There are two cases:

  • Data points can be cleanly split into their classes
  • At least some data points overlap making it impossible to lay a line between datapoints.

Clean split

With an SVM you want to make a binary classification of points and predict class membership.

two point clouds separated by multiple candidate lines

From ZackWeinberg Wikipedia CC BY_SA 3.0

The label is assigned by calculating on which side of a hyperplane a point lies.

\[y = sign(\underline w^T \underline x + b)\]

Where \(\underline w\) and \(b\) are your set of parameters for a linear connectionist neuron.

Our goal is to find a line that cuts as “clean” as possible throught the two groups. Finding lines that separate the two groups

\[\underline w^T \underline x + b = 0\]

is ambiguous as can be seen in the graphic above (H2 and H3). In this graphic H3 is the optimal solution. How do we maximize the distance to the two point clouds?

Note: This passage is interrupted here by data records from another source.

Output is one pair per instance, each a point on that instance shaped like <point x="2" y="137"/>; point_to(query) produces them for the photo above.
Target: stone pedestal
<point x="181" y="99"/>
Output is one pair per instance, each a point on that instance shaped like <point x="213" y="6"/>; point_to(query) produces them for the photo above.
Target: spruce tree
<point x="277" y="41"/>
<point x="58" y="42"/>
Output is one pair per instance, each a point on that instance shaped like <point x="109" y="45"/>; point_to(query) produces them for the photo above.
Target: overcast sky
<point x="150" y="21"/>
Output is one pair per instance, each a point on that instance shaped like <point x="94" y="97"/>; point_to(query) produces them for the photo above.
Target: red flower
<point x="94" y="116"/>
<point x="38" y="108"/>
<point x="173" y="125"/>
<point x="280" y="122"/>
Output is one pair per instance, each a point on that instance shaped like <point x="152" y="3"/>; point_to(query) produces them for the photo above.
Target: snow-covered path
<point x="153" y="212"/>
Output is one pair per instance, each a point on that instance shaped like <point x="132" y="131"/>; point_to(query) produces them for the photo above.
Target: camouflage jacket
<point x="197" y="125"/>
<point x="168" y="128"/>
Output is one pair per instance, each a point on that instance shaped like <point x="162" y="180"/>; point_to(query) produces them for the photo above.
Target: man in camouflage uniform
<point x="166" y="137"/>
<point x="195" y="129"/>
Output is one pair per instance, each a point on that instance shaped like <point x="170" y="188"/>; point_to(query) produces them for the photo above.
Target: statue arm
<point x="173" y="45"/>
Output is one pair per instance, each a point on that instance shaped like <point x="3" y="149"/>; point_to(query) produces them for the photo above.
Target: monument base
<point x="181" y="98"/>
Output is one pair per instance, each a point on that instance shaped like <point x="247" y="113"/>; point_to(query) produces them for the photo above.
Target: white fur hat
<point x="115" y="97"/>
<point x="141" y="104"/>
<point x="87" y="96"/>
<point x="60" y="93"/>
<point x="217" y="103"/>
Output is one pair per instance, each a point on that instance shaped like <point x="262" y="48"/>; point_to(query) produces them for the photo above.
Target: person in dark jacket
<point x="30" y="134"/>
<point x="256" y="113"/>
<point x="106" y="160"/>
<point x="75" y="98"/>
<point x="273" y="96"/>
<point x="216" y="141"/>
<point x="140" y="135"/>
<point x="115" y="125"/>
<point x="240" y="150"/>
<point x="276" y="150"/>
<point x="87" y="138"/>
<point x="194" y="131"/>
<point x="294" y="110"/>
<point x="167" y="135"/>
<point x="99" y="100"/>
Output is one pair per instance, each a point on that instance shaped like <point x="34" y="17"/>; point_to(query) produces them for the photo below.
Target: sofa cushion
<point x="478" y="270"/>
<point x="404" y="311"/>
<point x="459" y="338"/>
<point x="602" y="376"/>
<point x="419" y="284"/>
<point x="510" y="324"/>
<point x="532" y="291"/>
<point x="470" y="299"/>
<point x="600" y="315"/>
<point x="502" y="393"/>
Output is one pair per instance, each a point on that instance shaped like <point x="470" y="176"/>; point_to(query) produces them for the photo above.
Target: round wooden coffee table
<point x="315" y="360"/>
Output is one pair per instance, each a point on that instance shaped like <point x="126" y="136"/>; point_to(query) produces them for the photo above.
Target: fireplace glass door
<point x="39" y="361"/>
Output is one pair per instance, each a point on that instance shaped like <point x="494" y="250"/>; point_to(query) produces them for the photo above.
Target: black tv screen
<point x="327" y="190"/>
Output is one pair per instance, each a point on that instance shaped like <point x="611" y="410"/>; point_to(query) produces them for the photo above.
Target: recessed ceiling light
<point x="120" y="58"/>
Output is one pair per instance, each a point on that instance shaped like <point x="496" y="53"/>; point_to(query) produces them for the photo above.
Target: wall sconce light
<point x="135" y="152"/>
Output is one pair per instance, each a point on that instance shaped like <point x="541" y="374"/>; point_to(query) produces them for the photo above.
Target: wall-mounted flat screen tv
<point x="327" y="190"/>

\[\underset{\alpha = 1,...,p}{min} | \underline w ^T \underline x^{(\alpha)}+b| \overset{!}{=}1\]

What we thereby do is maximize the distance of the split line to the closest points. This is very prone to outliers, as the closest values determine the parameters of the line.

Optimization problems

  • Primal

    \[d_w = \frac {1}{||\underline w || } \overset {!}{=} max\]

  • Dual: Provides lower bound to the solution of the primal problem

    \[TODO\]

Unclean split - C-SVM

When we cannot put a straight line through the data points, we cannot only optimize for the above, but need to add a regularization term. (Kind of adding prior knowledge)

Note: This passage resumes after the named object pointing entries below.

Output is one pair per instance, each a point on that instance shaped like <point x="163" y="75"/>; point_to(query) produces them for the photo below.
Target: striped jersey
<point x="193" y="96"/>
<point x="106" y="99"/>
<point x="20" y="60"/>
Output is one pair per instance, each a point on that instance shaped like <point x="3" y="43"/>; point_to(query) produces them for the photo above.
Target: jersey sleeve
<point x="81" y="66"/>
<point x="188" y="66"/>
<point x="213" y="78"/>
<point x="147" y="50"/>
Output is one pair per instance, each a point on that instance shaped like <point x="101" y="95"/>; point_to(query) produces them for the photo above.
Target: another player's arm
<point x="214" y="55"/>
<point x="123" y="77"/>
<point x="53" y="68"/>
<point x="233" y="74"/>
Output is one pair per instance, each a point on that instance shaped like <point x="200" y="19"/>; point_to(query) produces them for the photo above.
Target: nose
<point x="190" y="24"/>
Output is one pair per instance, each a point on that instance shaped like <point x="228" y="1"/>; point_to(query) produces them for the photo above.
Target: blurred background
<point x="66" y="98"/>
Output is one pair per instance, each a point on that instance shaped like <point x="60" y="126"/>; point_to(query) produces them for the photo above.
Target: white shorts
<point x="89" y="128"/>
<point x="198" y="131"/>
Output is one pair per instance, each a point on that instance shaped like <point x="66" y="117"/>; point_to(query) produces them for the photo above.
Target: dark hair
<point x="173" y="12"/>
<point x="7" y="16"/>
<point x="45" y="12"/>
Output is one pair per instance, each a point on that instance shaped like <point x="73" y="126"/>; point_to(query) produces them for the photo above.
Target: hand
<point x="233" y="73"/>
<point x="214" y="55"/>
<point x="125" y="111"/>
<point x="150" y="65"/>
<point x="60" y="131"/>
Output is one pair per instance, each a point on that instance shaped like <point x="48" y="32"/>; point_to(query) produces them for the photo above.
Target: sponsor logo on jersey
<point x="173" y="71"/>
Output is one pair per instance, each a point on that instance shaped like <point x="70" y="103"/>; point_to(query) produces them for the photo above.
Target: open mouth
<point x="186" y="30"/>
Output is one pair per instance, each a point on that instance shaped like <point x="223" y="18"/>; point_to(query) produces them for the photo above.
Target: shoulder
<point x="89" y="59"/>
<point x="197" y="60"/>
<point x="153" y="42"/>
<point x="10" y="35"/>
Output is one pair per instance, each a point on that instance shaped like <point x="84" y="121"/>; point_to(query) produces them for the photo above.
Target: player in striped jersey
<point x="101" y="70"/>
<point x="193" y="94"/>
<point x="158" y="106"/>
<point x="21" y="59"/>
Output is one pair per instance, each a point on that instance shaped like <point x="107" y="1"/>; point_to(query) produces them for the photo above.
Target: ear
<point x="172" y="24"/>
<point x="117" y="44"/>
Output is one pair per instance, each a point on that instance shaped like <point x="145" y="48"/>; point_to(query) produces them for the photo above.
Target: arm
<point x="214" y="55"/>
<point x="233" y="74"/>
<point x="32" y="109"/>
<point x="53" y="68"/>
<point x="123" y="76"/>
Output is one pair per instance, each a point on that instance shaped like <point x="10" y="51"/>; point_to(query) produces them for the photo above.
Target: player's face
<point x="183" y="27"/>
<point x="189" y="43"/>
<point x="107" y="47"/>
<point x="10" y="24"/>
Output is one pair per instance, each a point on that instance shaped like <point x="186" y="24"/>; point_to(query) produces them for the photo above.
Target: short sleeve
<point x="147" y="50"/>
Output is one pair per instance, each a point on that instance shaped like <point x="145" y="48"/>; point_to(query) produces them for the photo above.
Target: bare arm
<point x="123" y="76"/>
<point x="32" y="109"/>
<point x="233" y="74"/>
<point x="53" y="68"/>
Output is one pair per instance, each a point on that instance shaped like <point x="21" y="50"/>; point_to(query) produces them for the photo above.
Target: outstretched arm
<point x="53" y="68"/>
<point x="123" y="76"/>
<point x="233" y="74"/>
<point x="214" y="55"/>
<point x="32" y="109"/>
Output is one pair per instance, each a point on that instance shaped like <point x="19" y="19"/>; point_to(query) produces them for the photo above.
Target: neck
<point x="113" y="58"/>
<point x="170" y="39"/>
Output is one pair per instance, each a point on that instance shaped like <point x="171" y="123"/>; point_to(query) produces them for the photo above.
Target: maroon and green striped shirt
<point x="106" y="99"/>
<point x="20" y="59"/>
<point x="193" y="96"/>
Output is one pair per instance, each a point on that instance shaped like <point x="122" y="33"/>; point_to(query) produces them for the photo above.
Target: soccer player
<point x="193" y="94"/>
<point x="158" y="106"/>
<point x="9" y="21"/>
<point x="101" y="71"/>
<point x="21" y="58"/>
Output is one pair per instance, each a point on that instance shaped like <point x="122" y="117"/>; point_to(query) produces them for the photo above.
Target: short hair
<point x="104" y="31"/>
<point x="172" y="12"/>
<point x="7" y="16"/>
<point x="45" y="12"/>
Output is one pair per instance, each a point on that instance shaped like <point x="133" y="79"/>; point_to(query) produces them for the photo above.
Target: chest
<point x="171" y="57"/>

\[\frac{1}{2}||\underline w || ^2 + \frac {C}{p}\sum^p_{\alpha=1}\varphi_\alpha \overset{!}{=}min\]

with

  • C regularization parameter
  • \(\varphi\) (squared???) error

    Kernels

Kernels are often used to identify more complex shapes. Typical kernel functions are:

  • polynomial of degree d

  • RBF kernel with range \(\sigma\)

  • neural network (excluded from exam)

  • plummer kernel (excluded from exam)

Multiclass classification

As SVMs were designed as binary classifiers, they cannot be directly used for multiclass classification.

What is usually done is combining multiple binary classifiers via a couple of perceptrons.